Suggested hyperparameter tuning

This library works best with hyperparameter tuning. Slightly different parameters can give significantly different results.

This is the suggested approach towards hyperparameter tuning:

1. First, tune the architecture hyperparameters n_lags, order, fourier, seasonal_features, cyclic_features, time_features.

   import optuna
   
   def objective(trial):
       n_lags = trial.suggest_int("n_lags", 0, 24)
       order = 0
       fourier = 0
       seasonal_features = trial.suggest_categorical("seasonal_features", [True, False])
       cyclic_features = trial.suggest_categorical("cyclic_features", [True, False])
       time_features = trial.suggest_categorical("time_features", [True, False])
       
       if seasonal_features:
           order = trial.suggest_int("order", 0, 6)
           fourier = trial.suggest_int("fourier", 0, 6)
   
       df = pd.read_parquet("data/delivery_data.parquet")
   
       tsf = TSF(df, "date", "quantity_delivered", "2023-01-01", "2023-12-01", "2024-01-01", "2024-12-01", "D", "M", True, "2018-01-01",  "brand", True, [("2023-01-01", "2023-12-01")])
   
       df, model, total_scores, product_scores = tsf.tsf(n_lags=n_lags, order=order, fourier=fourier, seasonal_features=seasonal_features, cyclic_features=cyclic_features, time_features=time_features)
       
       return total_scores["r2"]
   
   study = optuna.create_study(direction="maximize")
   study.optimize(objective, n_trials=100)
   study.best_trial

   This maximizes r2 score. You can chose to minimize mean absolute arror or optimize any other metric instead.

2. Next, try different models with the optimal architecture and find the best one. Let's say its StackingRegressor with base estimator RandomForestRegressor and final estimator HuberRegressor. Tune hyperparameters of these estimators.

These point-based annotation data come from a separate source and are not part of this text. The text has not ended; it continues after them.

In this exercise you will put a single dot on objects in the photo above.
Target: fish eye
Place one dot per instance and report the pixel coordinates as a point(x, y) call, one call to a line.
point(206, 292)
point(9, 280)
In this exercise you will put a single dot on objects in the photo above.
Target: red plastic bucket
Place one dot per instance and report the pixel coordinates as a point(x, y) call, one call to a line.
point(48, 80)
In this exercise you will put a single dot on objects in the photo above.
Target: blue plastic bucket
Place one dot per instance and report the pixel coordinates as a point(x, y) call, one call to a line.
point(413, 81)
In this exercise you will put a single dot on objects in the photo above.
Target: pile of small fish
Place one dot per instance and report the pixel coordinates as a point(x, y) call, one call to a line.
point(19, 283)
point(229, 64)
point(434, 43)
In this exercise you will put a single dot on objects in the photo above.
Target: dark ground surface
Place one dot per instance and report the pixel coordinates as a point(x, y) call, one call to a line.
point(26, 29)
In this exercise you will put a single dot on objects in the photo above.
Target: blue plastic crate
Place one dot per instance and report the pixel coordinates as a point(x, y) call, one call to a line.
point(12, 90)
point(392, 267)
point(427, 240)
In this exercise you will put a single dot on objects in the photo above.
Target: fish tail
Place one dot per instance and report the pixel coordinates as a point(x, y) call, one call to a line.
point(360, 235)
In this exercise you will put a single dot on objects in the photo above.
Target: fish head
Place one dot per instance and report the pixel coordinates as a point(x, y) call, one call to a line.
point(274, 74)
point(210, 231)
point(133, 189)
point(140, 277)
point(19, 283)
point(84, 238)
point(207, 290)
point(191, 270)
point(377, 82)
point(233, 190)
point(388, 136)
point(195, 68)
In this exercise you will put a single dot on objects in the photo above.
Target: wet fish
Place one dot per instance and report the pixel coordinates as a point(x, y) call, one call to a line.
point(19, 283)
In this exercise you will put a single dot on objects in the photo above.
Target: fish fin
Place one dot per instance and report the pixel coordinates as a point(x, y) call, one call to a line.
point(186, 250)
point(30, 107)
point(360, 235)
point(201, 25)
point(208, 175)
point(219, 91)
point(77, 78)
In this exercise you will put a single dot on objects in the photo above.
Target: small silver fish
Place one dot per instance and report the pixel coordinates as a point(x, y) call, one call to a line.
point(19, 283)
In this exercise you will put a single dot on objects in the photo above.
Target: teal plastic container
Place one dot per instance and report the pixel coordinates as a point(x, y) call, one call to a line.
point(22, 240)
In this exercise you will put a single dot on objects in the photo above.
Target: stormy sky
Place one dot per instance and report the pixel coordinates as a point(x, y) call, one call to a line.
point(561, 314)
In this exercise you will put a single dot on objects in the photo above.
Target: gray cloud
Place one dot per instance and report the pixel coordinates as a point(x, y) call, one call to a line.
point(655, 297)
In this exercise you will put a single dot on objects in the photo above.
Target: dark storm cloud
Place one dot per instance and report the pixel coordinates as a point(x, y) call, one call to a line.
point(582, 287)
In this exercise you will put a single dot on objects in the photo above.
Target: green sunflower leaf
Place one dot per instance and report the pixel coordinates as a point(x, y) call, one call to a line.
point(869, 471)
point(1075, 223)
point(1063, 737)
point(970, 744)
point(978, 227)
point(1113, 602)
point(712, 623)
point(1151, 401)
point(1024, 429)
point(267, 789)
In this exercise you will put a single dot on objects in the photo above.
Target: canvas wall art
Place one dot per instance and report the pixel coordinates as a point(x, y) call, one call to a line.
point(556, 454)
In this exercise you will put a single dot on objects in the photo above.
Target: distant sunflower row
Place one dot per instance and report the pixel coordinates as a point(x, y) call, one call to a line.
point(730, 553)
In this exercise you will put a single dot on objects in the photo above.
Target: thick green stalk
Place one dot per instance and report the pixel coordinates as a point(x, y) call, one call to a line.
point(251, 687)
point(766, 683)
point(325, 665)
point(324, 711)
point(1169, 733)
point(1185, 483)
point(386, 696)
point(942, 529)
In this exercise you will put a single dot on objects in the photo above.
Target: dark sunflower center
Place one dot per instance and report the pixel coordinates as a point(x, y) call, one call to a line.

   from sklearn.ensemble import RandomForestRegressor, StackingRegressor
   from sklearn.linear_model import HuberRegressor
   
   def objective(trial):
       n_estimators = trial.suggest_int("n_estimators", 50, 500)
       epsilon = trial.suggest_float("epsilon", 1, 2)
       max_iter = trial.suggest_int("max_iter", 50, 500)
       alpha = trial.suggest_float("alpha", 0.000001, 0.0001)
       
       df = pd.read_parquet("data/delivery_data.parquet")
   
       tsf = TSF(df, "date", "quantity_delivered", "2023-01-01", "2023-12-01", "2024-01-01", "2024-12-01", "D", "M", True, "2018-01-01", "brand", True, [("2023-01-01", "2023-12-01")])
   
       rf = RandomForestRegressor(n_estimators=n_estimators, random_state=42)
       hr = HuberRegressor(epsilon=epsilon, max_iter=max_iter, alpha=alpha)
       model = StackingRegressor(estimators=[("rf", rf)], final_estimator=hr, passthrough=False)
   
       df, model, total_scores, product_scores = tsf.tsf(model, 8, 1, 1, True, True, False)
       return total_scores["r2"]
   
   study = optuna.create_study(direction="maximize")
   study.optimize(objective, n_trials=100)
   study.best_trial

Note that different countries/regions may have different set of optimal hyperparameters and different brands/SKUs within a region may have different optimal hyperparameters.